Officially, the students are part of the Jefferson City High School Class of 2013 and will cross the stage with their peers in May. But Thursday was a chance for an exuberant JCAC-style celebration.
"This is our own celebration, so (the seniors) can be recognized," explained JCAC Principal Deann Fischer. "We put our own spin on it."
When Steffon Barton bounded to the stage, it was with fists upraised.
Afterward, he said it's a "wonderful feeling" to know he's going to graduate.
"Everybody was down on me. They didn't think I could get anywhere.

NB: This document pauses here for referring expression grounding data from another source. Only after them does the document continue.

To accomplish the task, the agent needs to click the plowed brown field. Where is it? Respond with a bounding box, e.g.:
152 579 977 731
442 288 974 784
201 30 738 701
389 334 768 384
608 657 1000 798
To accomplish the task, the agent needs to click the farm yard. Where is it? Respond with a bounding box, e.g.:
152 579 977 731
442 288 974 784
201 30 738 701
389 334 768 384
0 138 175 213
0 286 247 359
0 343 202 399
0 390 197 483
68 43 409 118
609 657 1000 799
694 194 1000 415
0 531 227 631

Looks like I got somewhere," he said.
Senior Brooklynn Stevenson told listeners that "each of us had a different story."
"And we needed somebody different ... somebody who would think about our future and not our past," she said.
First impressions are not forever, she reminded listeners. "You must always have faith in people. And more importantly, you must have faith in yourself," she said.
Robert Taylor-Bey said before he got to JCAC he was perceived by others as an angry, disrespectful kid with no future.
"This school has become a home away from home, a place where I feel both accepted and respected," he said. "Here we all contribute to the success of our school and each other."
He was also one of the kids who thanked Fischer for her work at the school, and presented her with a bouquet.
"She's the greatest principal in the world," he told the gathering of parents and teachers. "We've never had a better principal. We love you, Dr. Fischer."